The Genesis port of Flicky was reviewed by multiple Western publications, most of which found the game to have highly addictive and enjoyable gameplay while criticizing it for having poor graphics and sound. Reviewers noted poor initial impressions based on appearance and sound, finding the sprites to be simple, the colors garish, and the music repetitive. However, when they began to play the game, they found that the simple appearance complemented the simple yet engaging gameplay. Computer and Video Games described Flicky as a guilty pleasure and discussed its cute appearance in positive light. Reviewers from Electronic Gaming Monthly concluded that the game was aimed for children based on the game's cuteness aesthetic, and provided lower scores accordingly. Critics from both Computer and Video Games and Mean Machines wrote that employees in their offices were disappearing into their game room to play Flicky. Julian from Mean Machines wrote: "It's crazy, I know, that a game so crappy, so laughably-simple and pathetic sounding as this can prove to be more addictive, more challenging and more long-lasting than virtually any other Mega Drive game, but it's true." In 2017, GamesRadar ranked Flicky 42nd on their "Best Sega Genesis/Mega Drive games of all time."

Review scores
| Publication | Score |
|---|---|
| ACE | 4/5 |
| Computer and Video Games | 84% |
| Electronic Gaming Monthly | 20/40 |
| Mean Machines Sega | 88% |
| Mean Machines | 92% |
| MegaTech | 88% |

==Legacy==
Numerous Sega video game compilations feature Flicky. A CD-enhanced version of the Genesis port was featured in Wondermega Collection, a compilation bundled with the Wondermega hybrid console in 1992. Wondermega Collection will be included as part of the Sega Mega Drive Mini 2 mini console in Japan, releasing in October 2022. The Genesis version was compiled into Game no Kanzume Vol. 1 (1994), a Sega CD compilation in Japan which featured CD quality remixes of the original soundtrack. The Genesis port was also featured in Sonic Mega Collection (2002), Sega Genesis Collection (2006), Sonic's Ultimate Genesis Collection (2009), Sega Mega Drive Classic Collection (2010), and even Genesis-based plug and play devices. The arcade version has been released in Japan on the Sega Ages: Memorial Collection Vol. 1 (1996) for the Sega Saturn, and the Sega Memorial Selection (1998) for Windows. Flicky has also been ported to mobile devices. The first port was in 2001 for the Sega Ages line in Japan. In March 2003, a similar variant appeared on the Sonic Cafe service, again exclusive to Japan. In 2007, the Sonic Cafe port was upgraded with better graphics and ported to North America for the Sega Mobile service. The Genesis port was released on Steam in 2010.

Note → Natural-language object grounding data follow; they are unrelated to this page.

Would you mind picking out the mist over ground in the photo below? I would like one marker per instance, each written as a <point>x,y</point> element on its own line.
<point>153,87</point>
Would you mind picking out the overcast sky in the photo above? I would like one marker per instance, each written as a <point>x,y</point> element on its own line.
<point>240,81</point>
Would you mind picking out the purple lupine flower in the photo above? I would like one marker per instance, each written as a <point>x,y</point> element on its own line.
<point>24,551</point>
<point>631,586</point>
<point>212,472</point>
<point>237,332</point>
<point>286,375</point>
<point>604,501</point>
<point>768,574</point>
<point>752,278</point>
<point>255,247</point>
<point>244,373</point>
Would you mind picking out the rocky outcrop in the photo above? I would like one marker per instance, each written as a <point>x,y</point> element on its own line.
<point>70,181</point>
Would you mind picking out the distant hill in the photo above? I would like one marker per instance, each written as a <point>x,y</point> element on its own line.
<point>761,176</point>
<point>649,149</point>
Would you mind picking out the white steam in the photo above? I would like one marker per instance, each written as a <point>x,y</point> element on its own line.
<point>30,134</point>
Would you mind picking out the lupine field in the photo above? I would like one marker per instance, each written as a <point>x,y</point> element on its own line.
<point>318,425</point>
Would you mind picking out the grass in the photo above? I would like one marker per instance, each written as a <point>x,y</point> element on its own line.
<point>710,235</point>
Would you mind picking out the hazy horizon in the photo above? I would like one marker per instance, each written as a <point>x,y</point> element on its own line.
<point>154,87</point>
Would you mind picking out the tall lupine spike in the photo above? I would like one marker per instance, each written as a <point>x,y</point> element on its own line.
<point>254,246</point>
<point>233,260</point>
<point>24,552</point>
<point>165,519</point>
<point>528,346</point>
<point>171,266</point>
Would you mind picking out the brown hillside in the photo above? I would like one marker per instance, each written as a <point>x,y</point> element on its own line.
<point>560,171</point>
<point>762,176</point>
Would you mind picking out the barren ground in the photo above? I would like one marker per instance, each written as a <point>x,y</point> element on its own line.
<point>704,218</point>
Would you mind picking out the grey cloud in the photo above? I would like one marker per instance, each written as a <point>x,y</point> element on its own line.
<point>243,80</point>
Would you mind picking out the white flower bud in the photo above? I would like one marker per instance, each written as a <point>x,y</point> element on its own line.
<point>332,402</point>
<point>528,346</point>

Flicky is on the arcade marquee for Bloxeed.

The Flicky character has made cameo appearances in several other Sega arcade games, effectively becoming a mascot for Sega's early arcade years. In Teddy Boy Blues (1985), she appears as a shooting target among other Sega mascots such as Pengo. In the puzzle game Bloxeed, she can be used as a special weapon to drop blocks on the playing field. She is also playable in SDI (1987) with the use of a cheat code. Flicky has a minor cameo appearance in Flash Point, where she will wish the player good luck before each round, and in the racing game Super Monaco GP (1989), where she appears on the racetrack banners and the game over screen. Flicky has also become an entire species and reoccurring minor character in the Sonic the Hedgehog series and is featured most prominently in Sonic 3D: Flickies' Island (1996), the game mechanics of which were inspired by Flicky. Flicky has continued to have minor cameo appearances in other Sega titles, including Shenmue (1999), Gunstar Super Heroes (2005), and Mario & Sonic at the Olympic Games (2007).